3 Comments Conflict arbitration at the Wikipedia

  1. AvatarZbigniew Lukasiak

    Sorry – this was the description of election process I’ve got from a friendly wikipedista – but after some more digging it seems that the rules for voting are not that clear and change constantly.

  2. AvatarMoulton

    Disruption is one of those vague and slippery terms that is easy to invoke abusively. In “the sum of all knowledge” the advent of new scientific ideas, insights, and theoretical models disrupts and eventually overthrows older myths and misconceptions that eventually land on the rubbish heap of anachronistic points of view. At all times in the history of science, there are prevailing misconceptions that are in turmoil as scientific research undermines them.
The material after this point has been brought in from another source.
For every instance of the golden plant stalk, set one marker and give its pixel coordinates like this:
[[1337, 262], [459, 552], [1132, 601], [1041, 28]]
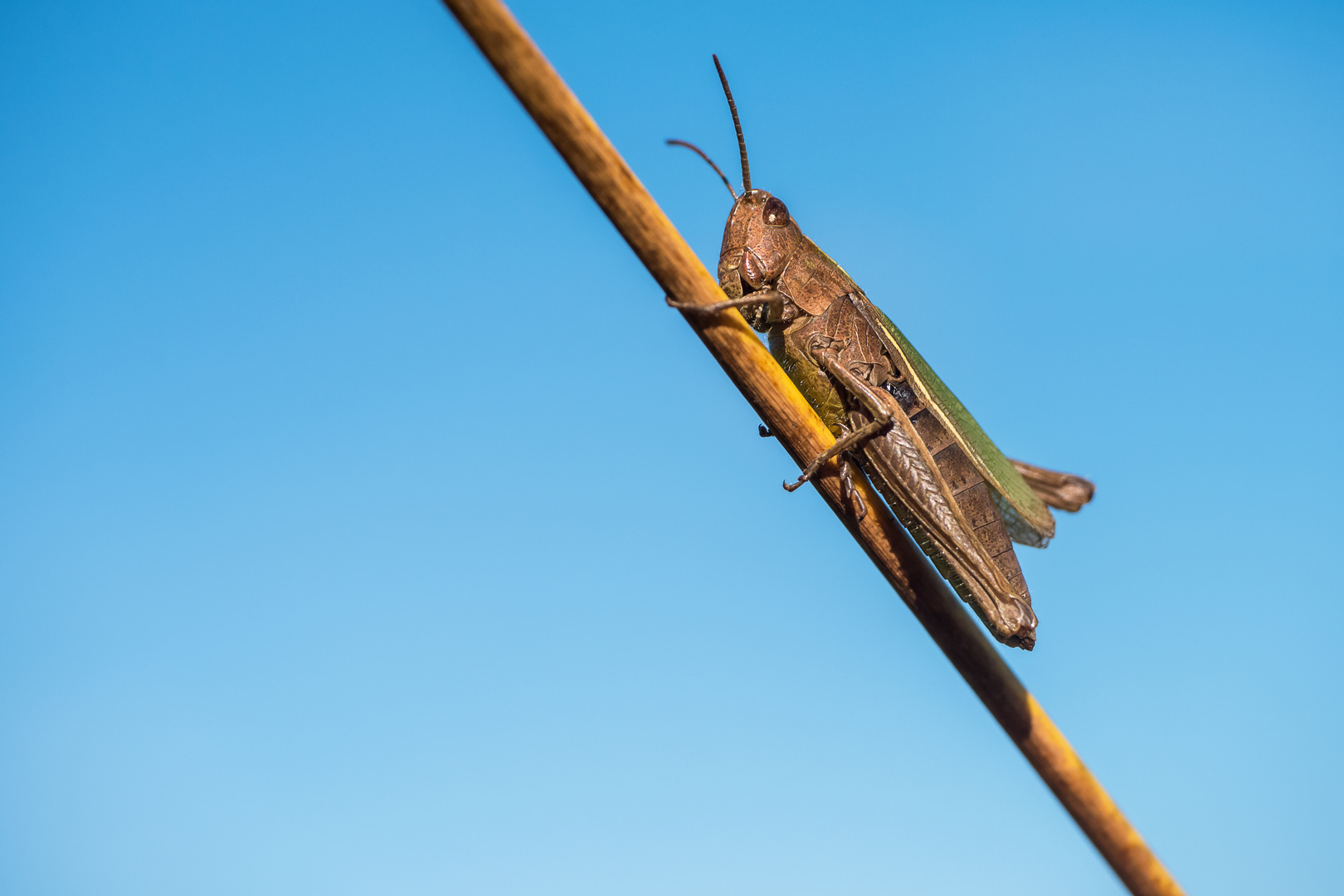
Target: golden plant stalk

Probably the most famous historical example is the conflict between Pope Urban and Galileo over the advent of the Copernican Model. More recently, the brouhaha over Darwin’s disruptive theories are still reverberating both in the public eye and in Wikipedia. It is convenient and tempting to label the proponents of nascent scientific research as “tendentious and disruptive PoV pushers” and block or ban them from Wikipedia and sister projects.

    The Wikipedia Arbitration Committee does not handle content disputes. Rather it handles cases where individual conduct is at issue. A year and a half ago, I asked a group of Wikipedians to answer a question about Due Process in WikiCulture. The astonishing response (which came from three well-respected officials) was that Wikipedia doesn’t do Due Process, full stop. A sufficiently powerful Admin can unilaterally block or ban an adversarial editor without just cause, for a specious, vacuous, and unprovable reason, and the community will thereafter go along with an unjustified block or ban without giving the case a second thought.

    As a result, arbitrary and capricious blocks and bans, executed without judicially responsible oversight, have become increasingly commonplace in WikiCulture.

    This disturbing observation may not yet be widely appreciated, but it was the subject of a P2P blog discussion a few months ago.

    That discussion has not yet been addressed by responsible officials at Wikipedia.